I’m also suspicious of titles as a device. In calling one another by titles, we reinact the 19th and early 20th c. literary technique of almost naming characters or places with letters and dashes. Like when Dostoyevsky’s “Notes From Underground” misanthrope supposes, “An artist paints a picture of s—-.” Or when Jane Austen nearly discloses that George Wickham “was to have a lieutenant’s commission in the ____shire.” When we’re addressed as Mr. or Ms., part of our name – the first part even, the part that is most us – is replaced with a placeholder. And a name disappears entirely into Sir or Ma’am. More than honor us, titles threaten our individualities.
I’m suspicious of this kind of partial nom de guerre. Leaving off parts of names suggests we’re hiding or we’ve something to hide. Like the underground man, like Lieutenant Wickham. In eliding names with titles, we are like Freud, sort of discretely documenting patients like Dora: “she admitted that she might have been in love with Herr K. at B____.”
Or, we’re trying to imitate Kafka. But winding up more like Josef K. Titles just smack of bureaucracy and confusion. In the workplace, employees traditionally address their so-called superiors with Mr. or Ms. Almost everyone’s over someone else. Or at least they think they are.

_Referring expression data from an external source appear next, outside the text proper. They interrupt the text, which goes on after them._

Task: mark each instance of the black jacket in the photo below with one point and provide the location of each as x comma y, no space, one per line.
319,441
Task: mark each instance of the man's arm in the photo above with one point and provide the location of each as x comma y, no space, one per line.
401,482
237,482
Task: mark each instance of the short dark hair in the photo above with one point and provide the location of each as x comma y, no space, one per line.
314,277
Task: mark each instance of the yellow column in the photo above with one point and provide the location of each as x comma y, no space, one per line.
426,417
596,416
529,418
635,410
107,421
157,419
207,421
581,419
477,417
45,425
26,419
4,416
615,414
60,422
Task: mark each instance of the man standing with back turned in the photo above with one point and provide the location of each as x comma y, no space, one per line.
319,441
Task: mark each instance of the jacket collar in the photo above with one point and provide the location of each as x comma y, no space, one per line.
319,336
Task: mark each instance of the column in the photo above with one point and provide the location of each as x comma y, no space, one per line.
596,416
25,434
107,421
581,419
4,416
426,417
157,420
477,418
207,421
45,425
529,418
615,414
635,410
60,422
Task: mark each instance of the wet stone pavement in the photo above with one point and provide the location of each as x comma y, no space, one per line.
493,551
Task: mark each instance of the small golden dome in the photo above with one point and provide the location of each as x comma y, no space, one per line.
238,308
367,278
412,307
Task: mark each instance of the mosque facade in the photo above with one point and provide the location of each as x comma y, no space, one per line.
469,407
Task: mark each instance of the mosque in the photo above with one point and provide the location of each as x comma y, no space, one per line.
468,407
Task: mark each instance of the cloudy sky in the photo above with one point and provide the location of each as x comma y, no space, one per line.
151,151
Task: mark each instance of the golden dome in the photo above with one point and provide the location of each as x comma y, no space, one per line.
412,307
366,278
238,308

In corporate culture, titles are as ubiquitous as suits and ties. It seems that commonality would cancel out distinction.

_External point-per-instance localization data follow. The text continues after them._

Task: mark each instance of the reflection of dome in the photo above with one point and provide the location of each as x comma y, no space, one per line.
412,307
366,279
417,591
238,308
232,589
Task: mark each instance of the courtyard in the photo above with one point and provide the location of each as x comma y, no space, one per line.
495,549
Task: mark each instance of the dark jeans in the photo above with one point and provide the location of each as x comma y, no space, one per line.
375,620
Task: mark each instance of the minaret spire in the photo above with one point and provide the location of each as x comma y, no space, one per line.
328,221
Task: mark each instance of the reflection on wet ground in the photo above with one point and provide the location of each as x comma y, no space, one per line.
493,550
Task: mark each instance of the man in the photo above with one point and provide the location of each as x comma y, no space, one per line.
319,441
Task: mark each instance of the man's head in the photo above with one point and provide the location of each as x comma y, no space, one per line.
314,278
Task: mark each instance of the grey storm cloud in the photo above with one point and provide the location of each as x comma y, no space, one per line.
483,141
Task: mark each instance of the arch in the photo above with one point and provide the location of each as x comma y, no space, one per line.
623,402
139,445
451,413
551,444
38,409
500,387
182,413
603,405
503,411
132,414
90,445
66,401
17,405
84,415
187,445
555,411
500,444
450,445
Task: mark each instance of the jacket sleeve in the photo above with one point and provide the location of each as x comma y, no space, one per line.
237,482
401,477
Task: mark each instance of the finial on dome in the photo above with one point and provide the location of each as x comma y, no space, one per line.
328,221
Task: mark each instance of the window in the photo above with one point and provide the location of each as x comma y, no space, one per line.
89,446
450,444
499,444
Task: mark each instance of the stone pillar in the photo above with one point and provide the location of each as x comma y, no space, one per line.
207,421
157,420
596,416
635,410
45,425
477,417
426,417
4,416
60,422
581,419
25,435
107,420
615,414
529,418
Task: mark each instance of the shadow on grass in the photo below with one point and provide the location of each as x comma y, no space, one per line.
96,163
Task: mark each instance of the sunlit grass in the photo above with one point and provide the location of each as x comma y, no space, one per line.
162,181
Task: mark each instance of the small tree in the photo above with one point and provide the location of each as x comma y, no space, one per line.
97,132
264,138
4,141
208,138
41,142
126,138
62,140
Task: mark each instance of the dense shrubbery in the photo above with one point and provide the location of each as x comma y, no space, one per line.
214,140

Titles lend themselves to fascism, really. We like to look alike. We like to be called alike. There’s a uniformity in being a Mr. or a Ms. and a place, too. Titles uphold pride and prejudice. They sustain structure and signal our clear positions in the order of it all. Sir, yes, sir.
Titles play with power and, like power, they tempt abuse. They’re as often used to signal not power as power. Supervisors, police officers, judges, teachers, and parents might call their prey Mr. or Ms. to remind them of their powerlessness. Here, I hear The Matrix’s Agent Smith threatening “Mr. Anderson.”
I suppose titles can signal respect. It sort of makes sense that my daughter Eve calls her teacher Miss K—-. But then two-year-old Eve is 3′ tall. It must be apparent to her that the 5’6″ Miss K—- is to be respected. The teacher is, at basic, bigger. As much as I abhor Social Darwinism, in the natural world – including at Parents’ Day Out – there’s something to might.
Similarly, I’m an instructor. I design syllabi, plot course trajectories, moderate discussions, and sometimes bring more academic experience than students to the conversation. I assign grades. It’s obvious I’m the instructor. Why would I ask to be addressed with a title?
Kind of like a nickname shouldn’t be self-assigned, a title shouldn’t be requested by individuals or expected by the cliché of custom.
Anyway, I don’t want to diagnosed by Freud, as the Underground man might be. I don’t want to be Kafkaesque. George Wickham’s not my type. Like The Matrix’s hero replies when the always antagonizing Agent Smith calls him Mr. Anderson, “My name is Neo.”